Select to view content in your preferred language

How to make this extraction process faster

754
6
03-08-2012 02:07 PM
zhengniu1
Deactivated User
I have a point shapefile wihch has 527k data points.
1st step: I am trying to create a 4 meters buffer at each points to find its neighbours and corresponding information (such as X, Y, direction) within the buffer.
2nd step: To identify the points which fall in the overlapping area of two or more buffer, and assign them to their real buffer by comparing distances to each buffer's center
3rd step:  Using all points (including the focal point) within the buffer to calculate average position (avg_X and avg_Y) and avg_Direction.
4th step: change the buffer point's x, y and direction to the avg_X, avg_Y, and avg_Direction.

Following code is for the 1st step


import arcpy, math
arcpy.env.workspace = r'C:\TempArcGISCalculate\TempFile\TestforReadingFile'
arcpy.env.overwriteOutput=True
ptfc = 'Section01_SplitedTrips.shp'
arcpy.MakeFeatureLayer_management(ptfc,'section01pts')
arcpy.Buffer_analysis(ptfc,'in_memory/Section01Buffer','4 meters')

arcpy.MakeFeatureLayer_management('in_memory/Section01Buffer','S1buffer')
#Cut out points inside each buffer
rows = arcpy.SearchCursor('in_memory/Section01Buffer')
row = rows.next()
count = 1

try:
    while row:
        selPoly =arcpy.SelectLayerByAttribute_management('S1buffer',"NEW_SELECTION","\"FID\"="+str(row.FID))

        selPts = arcpy.SelectLayerByLocation_management('section01pts',"WITHIN",selPoly, 0, "NEW_SELECTION")

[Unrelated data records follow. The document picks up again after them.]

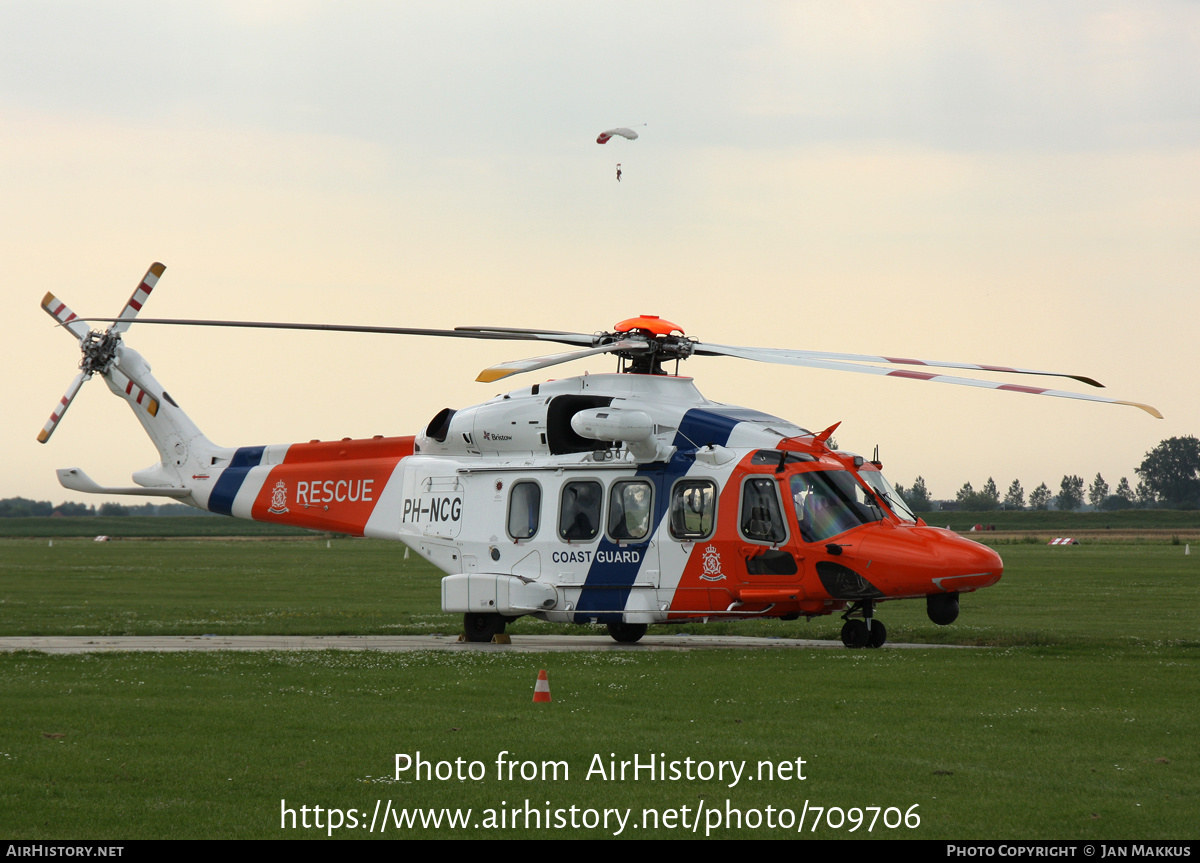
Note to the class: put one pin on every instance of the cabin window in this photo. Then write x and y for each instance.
(525, 509)
(629, 509)
(693, 509)
(579, 511)
(762, 519)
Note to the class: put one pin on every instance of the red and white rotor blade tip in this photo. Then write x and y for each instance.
(141, 294)
(783, 354)
(58, 310)
(61, 408)
(796, 359)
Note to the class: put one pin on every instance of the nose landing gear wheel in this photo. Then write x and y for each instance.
(627, 633)
(481, 627)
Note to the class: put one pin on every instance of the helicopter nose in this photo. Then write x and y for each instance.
(921, 559)
(966, 565)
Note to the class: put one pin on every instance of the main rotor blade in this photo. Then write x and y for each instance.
(61, 407)
(779, 354)
(351, 328)
(504, 370)
(541, 335)
(796, 359)
(141, 294)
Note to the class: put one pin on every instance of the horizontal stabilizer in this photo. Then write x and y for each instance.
(77, 480)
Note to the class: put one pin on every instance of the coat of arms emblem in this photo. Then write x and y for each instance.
(279, 498)
(712, 565)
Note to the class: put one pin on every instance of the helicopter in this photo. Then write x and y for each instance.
(623, 498)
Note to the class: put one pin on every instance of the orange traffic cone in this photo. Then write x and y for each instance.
(541, 689)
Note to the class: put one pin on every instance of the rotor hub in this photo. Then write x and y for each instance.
(99, 352)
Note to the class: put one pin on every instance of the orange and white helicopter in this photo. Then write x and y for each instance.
(624, 498)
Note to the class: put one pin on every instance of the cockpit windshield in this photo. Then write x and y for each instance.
(891, 497)
(832, 502)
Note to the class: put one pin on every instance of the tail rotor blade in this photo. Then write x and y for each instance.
(133, 389)
(61, 408)
(141, 294)
(58, 310)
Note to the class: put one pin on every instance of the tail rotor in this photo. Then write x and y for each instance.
(101, 351)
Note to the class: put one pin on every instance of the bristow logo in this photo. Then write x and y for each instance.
(279, 498)
(712, 565)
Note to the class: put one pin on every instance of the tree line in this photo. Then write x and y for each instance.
(24, 508)
(1169, 477)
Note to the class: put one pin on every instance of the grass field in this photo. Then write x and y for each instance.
(1079, 720)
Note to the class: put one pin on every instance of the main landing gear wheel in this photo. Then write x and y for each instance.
(481, 627)
(853, 634)
(627, 633)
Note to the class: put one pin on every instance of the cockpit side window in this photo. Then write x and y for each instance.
(762, 520)
(693, 509)
(579, 511)
(629, 509)
(525, 509)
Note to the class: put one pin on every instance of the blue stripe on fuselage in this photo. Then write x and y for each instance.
(229, 481)
(607, 585)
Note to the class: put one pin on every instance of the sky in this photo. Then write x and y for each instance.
(1002, 183)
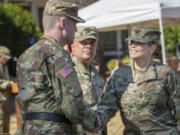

        curs = arcpy.SearchCursor(selPts)
        for cur in curs:
            print count, cur.getValue('LON_X')," ", cur.getValue('LAT_Y')," ", cur.getValue('InitialBea')," ", cur.getValue('Trace')," ", row.getValue('LON_X'), " ", row.getValue('LAT_Y'), " ", row.getValue('Trace')

        del cur,curs
        row =rows.next()
        count = count + 1

   del row, rows    
except Exception, e:
    #If an error occurred, print line number and error message
    import traceback, sys
    tb = sys.exc_info()[2]
    print "line %i" % tb.tb_lineno
    print e.message        


    

Q1: Is it possible to make this process faster? it is ok for dataset which has row less than 1000, but takes longer as more date involved
Q2: When I add " print arcpy.AddMessage("Elapsed time: " + str(time.clock() - beginTime))" before "del row, rows", It always tells below. This command used to be ok for my previous script.
Traceback (most recent call last):
  File "C:\Python26\ArcGIS10.0\Lib\site-packages\pythonwin\pywin\framework\scriptutils.py", line 312, in RunScript
    exec codeObject in __main__.__dict__
  File "C:\TempArcGISCalculate\PythonScript\SelectbyLocation.py", line 31, in <module>
    arcpy.AddMessage("Elapsed time: " + str(time.clock() - beginTime))
NameError: name 'time' is not defined
Tags (2)
0 Kudos
6 Replies
ChrisSnyder
Honored Contributor
Anything is possible...

Can you give a narative description of what this code is doing? Looks like it is attempting to define some sort of 'spatial association' - like identifying the points within the buffer of a polygon.

Maybe a conventional overlay tool would better serve this purpose... For example, Intersect (Intersect tool) your polygons buffers with your points and cursor through that output.
0 Kudos
ChrisSnyder
Honored Contributor
And you need to import the time module to get time.clock() to work

import time
0 Kudos
zhengniu1
Deactivated User
Anything is possible...

Can you give a narative description of what this code is doing? Looks like it is attempting to define some sort of 'spatial association' - like identifying the points within the buffer of a polygon.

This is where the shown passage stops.